Utilizing a daily schedule supports student’s physical, emotional and intellectual well-being. By allowing students the opportunity to know what is happening in advanced, particularly for young students who require a significant amount of structure to feel safe and secure. Additionally, displaying clearly what the expectation is for the day helps support students who have emotional, intellectual and behavioral difficulties with transitions, of which I have several in my classroom (Lewis and Doorlag, 2003).

By using a daily schedule, my understanding of the importance of structure for students who require extra support, and even for young students has been clarified and reinforced. Without a schedule, the tenuous continuity and organization of my class would fall apart.

By introducing and following a daily schedule, teachers and students equally benefit. In each grade level, students are expected to attend to and learn many skills. Without time management, teachers would not be able to cover all standards, and students would not have the opportunity to learn the content. In addition, using the schedule as a reference at the beginning of the day primes students minds for what they are expected to learn for the day.

Some ideas I have about changing how the schedule is used would be to make the schedule larger or move its location. Not every student can see it easily, nor can the teacher see it from every angle of the class. In my classroom, I would place the daily schedule in the same location morning meetings occur. This way, the schedule is in front of every student at the most critical moment; when the schedule is reviewed in its entirety.

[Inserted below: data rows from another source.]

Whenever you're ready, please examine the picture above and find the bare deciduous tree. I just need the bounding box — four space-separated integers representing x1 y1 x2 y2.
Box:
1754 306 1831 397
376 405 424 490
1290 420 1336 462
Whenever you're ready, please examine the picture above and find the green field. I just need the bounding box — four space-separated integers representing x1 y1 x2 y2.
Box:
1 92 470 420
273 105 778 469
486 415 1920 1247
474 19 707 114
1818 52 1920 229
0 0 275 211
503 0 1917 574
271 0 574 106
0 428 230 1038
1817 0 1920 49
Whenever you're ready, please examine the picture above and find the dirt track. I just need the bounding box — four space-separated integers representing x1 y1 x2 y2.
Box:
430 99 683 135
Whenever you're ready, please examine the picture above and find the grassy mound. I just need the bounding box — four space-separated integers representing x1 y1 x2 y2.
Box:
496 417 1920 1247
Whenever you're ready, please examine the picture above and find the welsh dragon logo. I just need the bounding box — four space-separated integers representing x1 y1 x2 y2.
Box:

Secondly, I would refer to the schedule multiple times throughout the day. Currently the only time we refer to the schedule is at the beginning of the day, during morning meeting. Although I currently will refer to the schedule if a student specifically asks me what is happening next, I do not intentionally refer to the schedule in front of the whole class. Although there are specific students that would benefit from explicit references to the daily schedule due to learning needs, all students would be given more piece of mind, and it would encourage their time management skill development.


Lewis, R. B., & Doorlag, D.H. (2003). Teaching Special Students in General Education (6th ed.). Columbus, OH: Merrill Prentice Hall.

Wong, H., & Wong, R. (2009). The first days of school: How to be an effective teacher. Mountain View, CA: Harry K. Wong Publications.